Ketukan di pintu semakin keras, seakan ada seseorang yang mencoba masuk dengan paksa. Razaq mencoba menggerakkan tubuhnya, dan perlahan ia mulai bisa merasakan kembali kakinya. Dengan sisa tenaga yang ada, Razaq berusaha bangkit dari tempat tidur dan berjalan menuju pintu depan.
Ketika ia membuka pintu, Razaq terkejut melihat Pak Slamet berdiri di ambang pintu, dengan wajah cemas. "Razaq, apa yang terjadi? Aku mendengar suara aneh dari rumahmu," kata Pak Slamet sambil memegang bahu Razaq.
Razaq tidak tahu harus berkata apa. Ia hanya berdiri diam, masih terguncang oleh apa yang baru saja terjadi. "Dia... dia ada di sini," bisik Razaq dengan suara gemetar.
Pak Slamet mengangguk pelan, seolah mengerti apa yang Razaq maksud. "Kamu tidak boleh takut, Nak. Sosok itu hanya bisa berkuasa jika kamu terus memberinya kekuatan melalui ketakutanmu."
Razaq mencoba mencerna kata-kata Pak Slamet, tetapi kepalanya masih dipenuhi oleh bayangan Ratih. "Apa yang harus aku lakukan, Pak?" tanya Razaq, matanya penuh dengan ketakutan.
Pak Slamet menarik napas dalam-dalam dan berkata, "Kamu harus menghadapi rasa takutmu, Razaq. Jangan biarkan dia menguasai hidupmu. Aku akan membantumu."
Pak Slamet kemudian masuk ke dalam rumah, dan bersama Razaq, mereka menuju kamar tempat sosok Ratih tadi muncul. Pak Slamet menyalakan dupa dan mulai melantunkan doa-doa dengan suara tenang. Asap dupa memenuhi ruangan, dan suasana di dalam kamar berubah menjadi lebih tenang.
Setelah beberapa saat, Pak Slamet menatap Razaq dengan serius dan berkata, "Ini belum berakhir. Malam ini, kamu harus menghadapi bayangan itu dan menunjukkan bahwa kamu tidak takut lagi."
Razaq mengangguk pelan, meski hatinya masih dipenuhi keraguan. Malam itu, mereka berdua duduk di kamar, menunggu sosok Ratih kembali. Jam berdetak pelan, dan suasana sunyi menyelimuti rumah.
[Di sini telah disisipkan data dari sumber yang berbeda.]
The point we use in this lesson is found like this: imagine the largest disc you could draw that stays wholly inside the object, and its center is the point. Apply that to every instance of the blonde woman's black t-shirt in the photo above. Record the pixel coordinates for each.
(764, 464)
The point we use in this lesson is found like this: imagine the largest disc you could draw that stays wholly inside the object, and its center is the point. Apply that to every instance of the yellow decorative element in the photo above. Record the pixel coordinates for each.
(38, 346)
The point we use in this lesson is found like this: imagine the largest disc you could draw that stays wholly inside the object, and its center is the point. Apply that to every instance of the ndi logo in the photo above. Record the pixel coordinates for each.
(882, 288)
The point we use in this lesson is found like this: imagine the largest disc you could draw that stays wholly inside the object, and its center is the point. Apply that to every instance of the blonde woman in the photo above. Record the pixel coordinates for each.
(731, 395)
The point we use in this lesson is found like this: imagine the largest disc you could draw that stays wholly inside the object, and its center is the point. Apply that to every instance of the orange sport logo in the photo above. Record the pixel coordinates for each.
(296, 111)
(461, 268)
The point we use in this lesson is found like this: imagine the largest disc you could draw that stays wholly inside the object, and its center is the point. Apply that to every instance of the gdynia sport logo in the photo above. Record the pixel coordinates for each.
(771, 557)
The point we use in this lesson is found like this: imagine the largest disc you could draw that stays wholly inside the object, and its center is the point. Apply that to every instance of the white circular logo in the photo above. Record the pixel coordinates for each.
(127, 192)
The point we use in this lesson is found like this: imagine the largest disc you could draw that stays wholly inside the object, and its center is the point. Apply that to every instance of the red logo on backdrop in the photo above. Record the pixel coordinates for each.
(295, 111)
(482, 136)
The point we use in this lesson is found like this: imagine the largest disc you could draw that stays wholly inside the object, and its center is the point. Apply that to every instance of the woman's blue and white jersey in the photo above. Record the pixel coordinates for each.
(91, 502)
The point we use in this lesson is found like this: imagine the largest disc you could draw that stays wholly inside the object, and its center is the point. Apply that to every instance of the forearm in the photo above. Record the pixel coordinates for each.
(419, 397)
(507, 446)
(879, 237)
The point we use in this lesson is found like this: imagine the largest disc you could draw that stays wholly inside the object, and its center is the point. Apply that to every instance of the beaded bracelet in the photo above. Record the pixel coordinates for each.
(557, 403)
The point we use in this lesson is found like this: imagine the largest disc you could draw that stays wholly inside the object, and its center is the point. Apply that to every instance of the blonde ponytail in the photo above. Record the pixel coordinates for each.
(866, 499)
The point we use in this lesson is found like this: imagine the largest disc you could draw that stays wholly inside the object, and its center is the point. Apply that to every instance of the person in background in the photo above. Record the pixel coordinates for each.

Ketika jarum jam menunjukkan tengah malam, Razaq merasakan udara di dalam kamar mulai dingin lagi. Kabut tipis mulai masuk melalui jendela yang sedikit terbuka, dan suara langkah kaki itu kembali terdengar. Namun kali ini, Razaq tidak berlari. Ia tetap duduk di tempatnya, meski tubuhnya gemetar.
Sosok Ratih muncul dari kabut, dengan wajah yang lebih pucat dan tatapan yang lebih kosong. Ia berjalan mendekat, tetapi kali ini Razaq berdiri tegak, menatap sosok itu dengan mata penuh ketegasan.